Les fils des banlieues veulent être considérés comme une partie de la société française. Ils se sentent écartés, marginalisés. Ils sentent qu’ils n’ont pas de place au sein de cette société. De là, cette explosion soudaine à la suite d’un accident occasionnel.

La France accueille les immigrés depuis 1945. Au départ, ils venaient du Portugal et de l’Espagne. Mais, il n’y a pas d’informations précises sur ces premières vagues. Dans les années 1960, les immigrés ont alors afflué de l’Afrique du Nord, notamment de l’Algérie, du Maroc et de la Tunisie. Puis, il y en a eu d’autres de l’Afrique subsaharienne et de l’Asie.


Une discrimination raciale

Les fils des banlieues portent en majorité des noms musulmans. Ce qui crée des barrières entre leurs concitoyens chrétiens et eux. De plus, les qualifier de musulmans confère un caractère religieux et même raciste et ethnique à leurs relations, et renforce aussi leur sentiment d’être marginalisés.

Bref, la majorité des habitants des banlieues sont les fils d’immigrés. Ils font l’objet d’une discrimination sociale. Leur résidence dans les quartiers pauvres réduit leurs chances d’obtenir des emplois. Les demandes d’emploi qu’ils présentent sont accueillies avec suspicion. Ils font ainsi l’objet d’une discrimination raciale à cause de leurs appartenances ethniques. Ils sont qualifiés d’étrangers. On dit qu’ils constituent une ethnie alors que ce sont des citoyens français. Ils sont nés en France. Ils ont grandi dans les écoles françaises et ne se considèrent que comme des Français.

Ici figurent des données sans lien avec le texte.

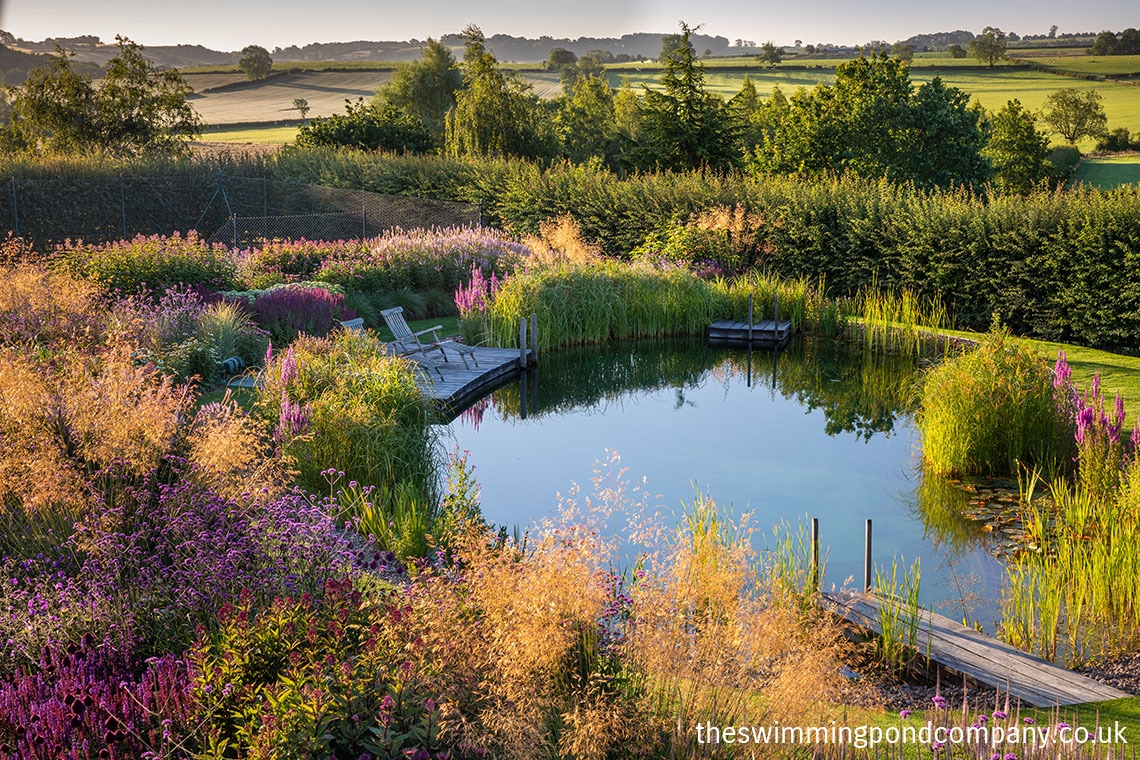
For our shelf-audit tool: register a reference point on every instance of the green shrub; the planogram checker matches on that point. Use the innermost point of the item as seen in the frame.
(1063, 161)
(991, 410)
(343, 405)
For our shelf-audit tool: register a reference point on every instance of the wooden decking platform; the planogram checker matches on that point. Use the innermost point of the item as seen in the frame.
(766, 334)
(984, 659)
(459, 386)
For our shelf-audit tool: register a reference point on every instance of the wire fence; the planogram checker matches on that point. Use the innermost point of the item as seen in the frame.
(237, 211)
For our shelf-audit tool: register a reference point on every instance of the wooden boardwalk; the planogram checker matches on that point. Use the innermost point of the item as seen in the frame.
(766, 334)
(983, 658)
(459, 386)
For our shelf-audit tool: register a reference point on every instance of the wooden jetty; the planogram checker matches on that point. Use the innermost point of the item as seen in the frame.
(983, 658)
(461, 385)
(767, 334)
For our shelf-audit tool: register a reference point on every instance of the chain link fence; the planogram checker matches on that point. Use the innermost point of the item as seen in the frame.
(237, 211)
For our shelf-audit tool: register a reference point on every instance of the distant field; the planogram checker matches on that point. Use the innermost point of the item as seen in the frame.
(255, 135)
(1097, 65)
(239, 101)
(1107, 173)
(244, 103)
(285, 66)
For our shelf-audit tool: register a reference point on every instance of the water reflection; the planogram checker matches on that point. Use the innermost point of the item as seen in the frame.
(817, 430)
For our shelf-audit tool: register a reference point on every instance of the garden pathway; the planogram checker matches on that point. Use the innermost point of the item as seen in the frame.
(983, 658)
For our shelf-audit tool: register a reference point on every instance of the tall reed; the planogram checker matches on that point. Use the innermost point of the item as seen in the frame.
(991, 409)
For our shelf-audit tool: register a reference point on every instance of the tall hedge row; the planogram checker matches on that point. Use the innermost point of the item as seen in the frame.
(1060, 264)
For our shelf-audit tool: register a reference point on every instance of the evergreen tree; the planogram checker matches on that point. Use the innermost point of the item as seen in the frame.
(496, 113)
(684, 127)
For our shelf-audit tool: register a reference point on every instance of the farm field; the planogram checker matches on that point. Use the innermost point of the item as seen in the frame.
(234, 101)
(255, 135)
(245, 103)
(1107, 173)
(1096, 65)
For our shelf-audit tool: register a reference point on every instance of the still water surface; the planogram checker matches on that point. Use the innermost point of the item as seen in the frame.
(817, 430)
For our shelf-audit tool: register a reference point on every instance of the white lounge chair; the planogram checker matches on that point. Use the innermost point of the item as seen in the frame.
(408, 343)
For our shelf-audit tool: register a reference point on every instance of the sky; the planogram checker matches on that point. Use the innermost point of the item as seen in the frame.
(233, 24)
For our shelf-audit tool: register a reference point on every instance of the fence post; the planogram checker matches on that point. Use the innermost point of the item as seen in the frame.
(15, 209)
(122, 203)
(866, 558)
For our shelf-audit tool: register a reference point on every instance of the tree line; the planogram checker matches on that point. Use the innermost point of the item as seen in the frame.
(871, 123)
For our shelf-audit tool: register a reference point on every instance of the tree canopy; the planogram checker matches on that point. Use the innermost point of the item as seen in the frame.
(426, 87)
(873, 123)
(1075, 114)
(990, 46)
(368, 127)
(136, 109)
(496, 113)
(255, 62)
(683, 125)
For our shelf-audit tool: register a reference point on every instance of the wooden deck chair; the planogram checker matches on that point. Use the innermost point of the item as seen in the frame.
(353, 325)
(408, 342)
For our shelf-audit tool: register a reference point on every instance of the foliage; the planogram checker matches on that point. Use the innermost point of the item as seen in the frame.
(1016, 149)
(152, 263)
(426, 87)
(343, 402)
(496, 113)
(67, 417)
(1116, 140)
(293, 310)
(315, 679)
(872, 123)
(993, 410)
(1108, 43)
(42, 308)
(255, 62)
(136, 109)
(375, 127)
(1075, 114)
(88, 700)
(990, 46)
(682, 125)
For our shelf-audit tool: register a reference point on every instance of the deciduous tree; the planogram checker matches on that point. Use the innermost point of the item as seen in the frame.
(255, 62)
(426, 87)
(136, 109)
(990, 46)
(1074, 114)
(1016, 149)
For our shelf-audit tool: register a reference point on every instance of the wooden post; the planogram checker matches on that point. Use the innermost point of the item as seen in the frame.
(866, 558)
(815, 554)
(750, 296)
(775, 317)
(534, 338)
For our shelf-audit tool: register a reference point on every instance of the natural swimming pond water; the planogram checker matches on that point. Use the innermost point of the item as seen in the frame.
(817, 430)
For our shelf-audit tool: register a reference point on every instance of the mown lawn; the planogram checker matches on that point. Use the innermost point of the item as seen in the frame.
(1107, 173)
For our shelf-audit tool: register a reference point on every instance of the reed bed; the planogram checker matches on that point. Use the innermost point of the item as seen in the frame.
(991, 410)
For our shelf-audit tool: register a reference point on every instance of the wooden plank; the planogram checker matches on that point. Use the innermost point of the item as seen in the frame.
(985, 659)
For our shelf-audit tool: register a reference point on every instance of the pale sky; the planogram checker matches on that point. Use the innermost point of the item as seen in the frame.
(233, 24)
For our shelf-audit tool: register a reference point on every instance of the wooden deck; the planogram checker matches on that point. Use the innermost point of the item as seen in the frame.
(459, 386)
(766, 334)
(984, 659)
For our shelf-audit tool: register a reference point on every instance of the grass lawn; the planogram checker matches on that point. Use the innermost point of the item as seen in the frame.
(1108, 173)
(259, 135)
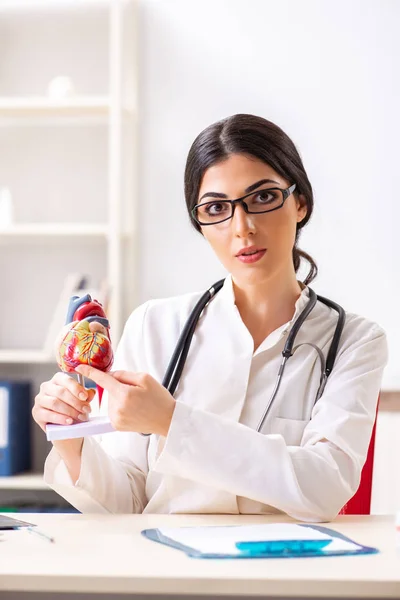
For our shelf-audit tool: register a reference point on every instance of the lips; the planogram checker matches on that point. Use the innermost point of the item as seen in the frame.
(249, 250)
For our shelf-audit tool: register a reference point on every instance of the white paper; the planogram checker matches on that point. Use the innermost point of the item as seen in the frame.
(4, 404)
(94, 426)
(222, 540)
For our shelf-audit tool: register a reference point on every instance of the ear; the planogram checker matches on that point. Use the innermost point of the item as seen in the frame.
(301, 205)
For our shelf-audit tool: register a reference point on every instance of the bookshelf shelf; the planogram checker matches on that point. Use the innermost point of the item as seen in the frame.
(25, 356)
(55, 229)
(24, 481)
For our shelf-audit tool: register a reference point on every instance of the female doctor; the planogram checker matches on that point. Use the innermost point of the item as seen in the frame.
(206, 453)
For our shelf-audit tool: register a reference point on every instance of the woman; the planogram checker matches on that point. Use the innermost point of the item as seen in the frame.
(205, 454)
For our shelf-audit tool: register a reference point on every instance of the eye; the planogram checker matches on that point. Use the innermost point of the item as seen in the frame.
(266, 196)
(216, 208)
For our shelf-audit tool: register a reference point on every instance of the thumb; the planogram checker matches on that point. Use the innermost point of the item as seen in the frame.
(129, 378)
(91, 394)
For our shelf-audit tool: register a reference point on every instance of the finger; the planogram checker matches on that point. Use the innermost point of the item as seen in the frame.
(71, 384)
(54, 403)
(63, 394)
(45, 416)
(137, 379)
(104, 380)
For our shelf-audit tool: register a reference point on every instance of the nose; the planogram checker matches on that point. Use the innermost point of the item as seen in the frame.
(242, 223)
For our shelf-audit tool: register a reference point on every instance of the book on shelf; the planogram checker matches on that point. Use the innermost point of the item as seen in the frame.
(75, 284)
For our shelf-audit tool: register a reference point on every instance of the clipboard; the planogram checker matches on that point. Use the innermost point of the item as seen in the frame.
(312, 546)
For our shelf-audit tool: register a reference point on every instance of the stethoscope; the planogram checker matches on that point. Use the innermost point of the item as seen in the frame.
(178, 359)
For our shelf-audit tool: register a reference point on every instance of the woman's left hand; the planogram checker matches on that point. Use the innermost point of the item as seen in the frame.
(137, 402)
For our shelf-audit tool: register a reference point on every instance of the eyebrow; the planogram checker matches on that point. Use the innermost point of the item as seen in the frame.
(249, 189)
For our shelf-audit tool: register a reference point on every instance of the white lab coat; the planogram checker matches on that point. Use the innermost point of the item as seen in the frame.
(307, 460)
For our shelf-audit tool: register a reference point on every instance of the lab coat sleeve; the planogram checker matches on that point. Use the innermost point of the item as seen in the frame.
(309, 482)
(114, 466)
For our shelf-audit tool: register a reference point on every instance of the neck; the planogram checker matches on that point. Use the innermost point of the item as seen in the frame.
(266, 305)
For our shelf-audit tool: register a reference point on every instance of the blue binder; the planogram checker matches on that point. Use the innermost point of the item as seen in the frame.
(15, 427)
(270, 549)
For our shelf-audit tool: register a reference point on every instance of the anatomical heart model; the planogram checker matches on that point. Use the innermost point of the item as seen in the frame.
(83, 343)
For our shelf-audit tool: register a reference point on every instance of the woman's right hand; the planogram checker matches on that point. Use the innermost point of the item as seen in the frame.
(62, 401)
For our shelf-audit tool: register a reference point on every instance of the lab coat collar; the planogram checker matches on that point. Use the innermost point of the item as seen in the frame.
(227, 296)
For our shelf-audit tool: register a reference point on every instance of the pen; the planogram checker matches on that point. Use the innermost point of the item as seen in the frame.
(36, 531)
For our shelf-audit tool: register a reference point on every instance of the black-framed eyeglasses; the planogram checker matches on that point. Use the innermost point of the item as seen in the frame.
(261, 201)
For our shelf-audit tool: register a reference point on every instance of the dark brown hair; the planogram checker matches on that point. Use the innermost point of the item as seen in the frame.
(255, 136)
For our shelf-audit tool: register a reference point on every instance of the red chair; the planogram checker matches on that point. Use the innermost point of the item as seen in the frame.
(360, 503)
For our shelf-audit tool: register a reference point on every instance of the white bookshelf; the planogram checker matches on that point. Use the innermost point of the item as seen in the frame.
(73, 188)
(114, 110)
(55, 229)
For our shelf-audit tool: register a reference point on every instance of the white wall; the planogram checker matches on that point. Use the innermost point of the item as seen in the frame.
(328, 74)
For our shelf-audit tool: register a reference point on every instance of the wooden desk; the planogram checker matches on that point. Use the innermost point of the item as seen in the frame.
(105, 554)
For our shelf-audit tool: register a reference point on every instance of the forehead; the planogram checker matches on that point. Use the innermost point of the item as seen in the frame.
(236, 173)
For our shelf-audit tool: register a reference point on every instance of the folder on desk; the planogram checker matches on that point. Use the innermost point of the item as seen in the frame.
(276, 540)
(15, 426)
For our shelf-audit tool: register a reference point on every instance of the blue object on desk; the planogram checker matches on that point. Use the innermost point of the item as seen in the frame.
(280, 548)
(15, 426)
(307, 541)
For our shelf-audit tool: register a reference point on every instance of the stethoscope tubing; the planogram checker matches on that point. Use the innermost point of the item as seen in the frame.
(178, 359)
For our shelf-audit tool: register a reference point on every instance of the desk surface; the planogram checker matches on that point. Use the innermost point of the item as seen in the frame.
(106, 553)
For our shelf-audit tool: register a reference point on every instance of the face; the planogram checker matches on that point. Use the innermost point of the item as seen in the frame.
(272, 233)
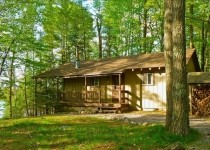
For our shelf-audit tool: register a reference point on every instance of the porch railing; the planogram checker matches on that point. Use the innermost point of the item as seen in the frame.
(76, 96)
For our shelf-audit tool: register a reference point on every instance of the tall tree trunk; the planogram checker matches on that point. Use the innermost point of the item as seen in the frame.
(11, 83)
(145, 28)
(98, 24)
(168, 47)
(180, 117)
(25, 87)
(191, 26)
(203, 46)
(5, 56)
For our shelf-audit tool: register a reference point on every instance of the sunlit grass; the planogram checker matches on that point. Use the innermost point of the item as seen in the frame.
(80, 132)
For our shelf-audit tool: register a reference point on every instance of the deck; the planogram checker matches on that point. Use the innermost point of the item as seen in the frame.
(87, 99)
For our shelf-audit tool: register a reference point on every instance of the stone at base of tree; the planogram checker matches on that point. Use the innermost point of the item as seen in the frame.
(176, 146)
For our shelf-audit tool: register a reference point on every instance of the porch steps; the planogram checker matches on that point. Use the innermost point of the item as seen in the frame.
(112, 108)
(108, 109)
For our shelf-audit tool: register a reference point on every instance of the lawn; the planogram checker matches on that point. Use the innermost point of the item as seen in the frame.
(84, 133)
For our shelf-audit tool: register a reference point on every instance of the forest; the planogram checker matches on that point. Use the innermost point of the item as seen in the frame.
(37, 35)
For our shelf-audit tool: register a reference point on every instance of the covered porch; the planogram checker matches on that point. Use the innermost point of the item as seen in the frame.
(106, 93)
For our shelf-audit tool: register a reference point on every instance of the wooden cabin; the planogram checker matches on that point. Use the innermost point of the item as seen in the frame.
(199, 93)
(137, 82)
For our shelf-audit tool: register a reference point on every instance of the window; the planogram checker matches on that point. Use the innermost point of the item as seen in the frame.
(94, 81)
(148, 79)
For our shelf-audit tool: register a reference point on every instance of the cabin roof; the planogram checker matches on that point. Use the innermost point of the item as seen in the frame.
(113, 65)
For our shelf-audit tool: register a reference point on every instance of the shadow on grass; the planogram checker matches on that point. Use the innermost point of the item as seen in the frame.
(85, 133)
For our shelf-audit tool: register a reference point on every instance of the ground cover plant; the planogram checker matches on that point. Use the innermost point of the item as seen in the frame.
(83, 132)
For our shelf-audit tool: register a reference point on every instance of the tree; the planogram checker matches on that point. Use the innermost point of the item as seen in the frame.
(168, 46)
(178, 121)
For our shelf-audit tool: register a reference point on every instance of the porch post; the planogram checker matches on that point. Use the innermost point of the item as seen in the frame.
(85, 88)
(120, 88)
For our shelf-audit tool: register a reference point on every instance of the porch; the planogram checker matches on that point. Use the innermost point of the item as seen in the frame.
(92, 99)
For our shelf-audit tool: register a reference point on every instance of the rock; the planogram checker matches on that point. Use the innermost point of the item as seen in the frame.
(126, 120)
(178, 146)
(144, 124)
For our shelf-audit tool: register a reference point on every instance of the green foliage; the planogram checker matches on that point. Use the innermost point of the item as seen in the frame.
(74, 132)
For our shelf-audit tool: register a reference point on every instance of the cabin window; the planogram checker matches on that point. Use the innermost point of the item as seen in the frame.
(148, 79)
(94, 81)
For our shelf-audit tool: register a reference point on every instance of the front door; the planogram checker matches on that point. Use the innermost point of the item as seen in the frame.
(116, 88)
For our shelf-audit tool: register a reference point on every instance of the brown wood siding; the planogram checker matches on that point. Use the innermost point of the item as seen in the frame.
(133, 89)
(191, 66)
(154, 96)
(74, 84)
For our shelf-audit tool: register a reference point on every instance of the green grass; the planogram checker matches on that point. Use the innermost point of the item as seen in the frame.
(84, 133)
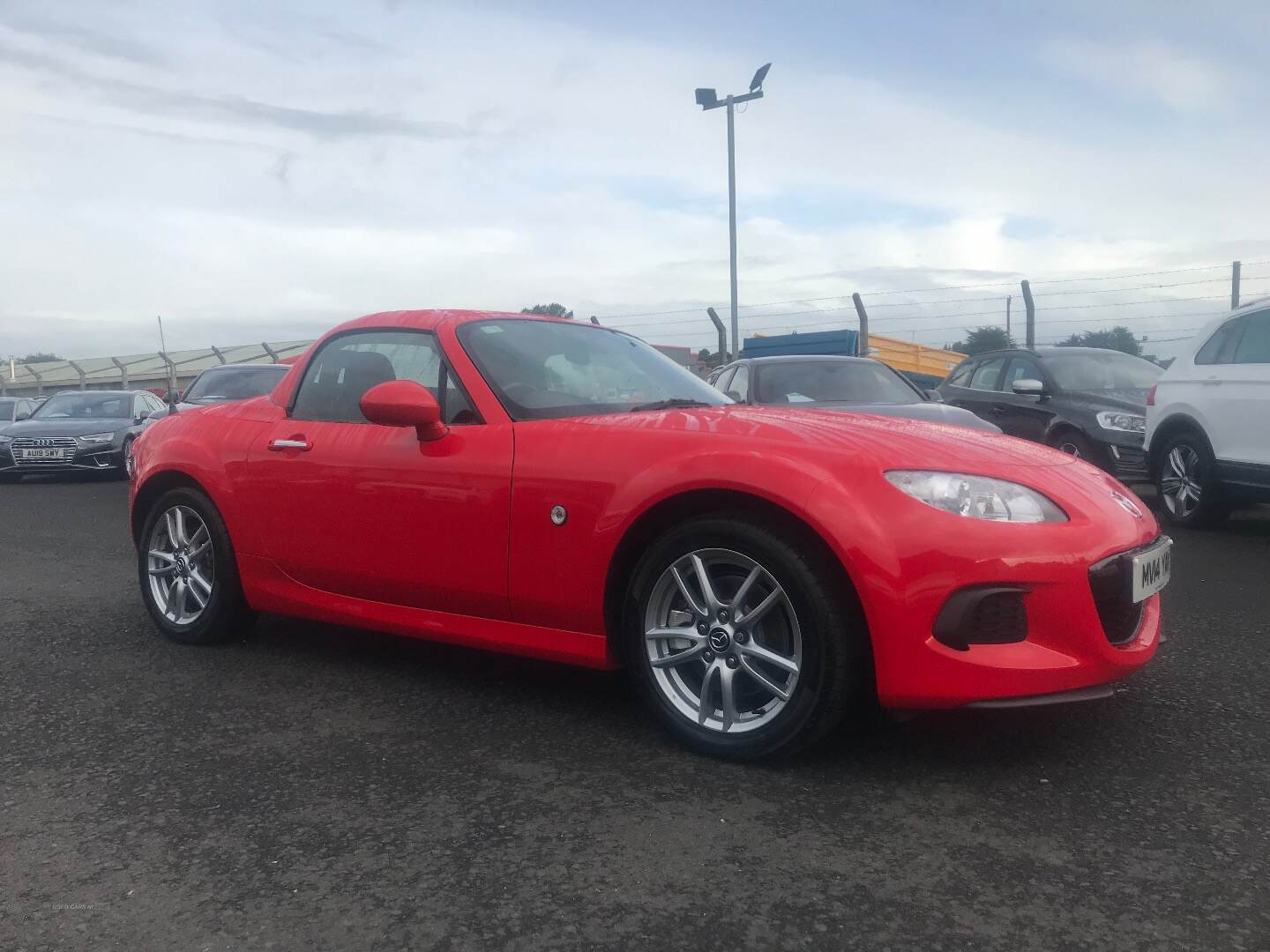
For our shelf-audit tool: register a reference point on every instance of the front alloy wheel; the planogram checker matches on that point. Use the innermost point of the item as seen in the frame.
(182, 565)
(723, 640)
(188, 571)
(743, 635)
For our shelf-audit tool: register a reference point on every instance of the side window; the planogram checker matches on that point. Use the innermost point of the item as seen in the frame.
(724, 378)
(1254, 346)
(961, 375)
(349, 365)
(987, 375)
(1021, 368)
(1221, 346)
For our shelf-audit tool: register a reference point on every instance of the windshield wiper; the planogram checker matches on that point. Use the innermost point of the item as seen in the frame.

La société française a évolué. Elle est devenue une société aux multiples cultures et croyances. Etant donné que l’égalité est inexistante pour certains citoyens qui souffrent de discrimination, l’essentiel maintenant est d’éradiquer la discrimination. Il est vrai que ceci nécessite d’énormes ressources financières et que le chef du gouvernement, Dominique de Villepin, a déclaré qu’il versera de grandes sommes aux associations concernées par les affaires des banlieues. Mais, il ne s’agit pas seulement de ressources financières. Il est indispensable d’exprimer une position politique claire pour mettre en application les plans de réforme.

En plus du désespoir et de la déception, le point commun entre ces jeunes qui enflamment les banlieues françaises depuis deux semaines est leur refus du modèle français, voire leur rancune envers ce modèle parce qu’il n’a pas rempli ses devoirs envers eux. Ces jeunes de 12 à 25 ans n’ont aucune référence idéologique ou culturelle. Ils sont motivés par des sentiments négatifs à cause de ce qu’ils voient autour d’eux.

Ce sont des Français parce qu’ils sont nés et ont grandi en France mais leurs origines sont nord-africaines ou africaines. Ces origines prennent le dessus sur leur identité et les isolent des autres Français de leur génération. Ils ont ouvert leurs yeux dès leur jeune âge sur la pauvreté. Ce sont les fils d’ouvriers immigrés obligés de vivre dans des quartiers pauvres et des appartements exigus. Dans ces cas, la pauvreté s’associe en général à un grand nombre d’enfants. D’autre part, l’enseignement obligatoire jusqu’à l’âge de 16 ans les conduit aux écoles publiques qui appliquent en principe l’égalité. Mais, elles représentent pour les fils des banlieues la première étape de tri. Ces écoles, au lieu de les intégrer à la société française, au contraire contribuent à les en écarter. Au lieu de former de bons citoyens, elles forment des groupes de ratés à cause de ce qu’on leur dit depuis leur plus jeune âge qu’ils ne sont pas qualifiés pour remplacer leurs parents comme main-d’œuvre professionnelle. Ce n’est pas le fait du hasard que les incendies aient visé les écoles. Ces incendies ont exprimé l’incapacité des écoles à accomplir leur mission. Etant donné que les jeunes des banlieues ont perdu leurs ambitions, ils n’ont pas d’inconvénient à recourir à des moyens illégaux pour obtenir des sources de revenus, y compris le trafic de drogue. C’est ainsi qu’ils sont devenus le fléau de la société, une communauté marginalisée source de suspicion et de crainte et qu’ils sont constamment poursuivis par les troupes de police répandues dans leurs quartiers.

Est-il possible de résorber ce phénomène ? Ou bien est-il destiné à s’amplifier ?.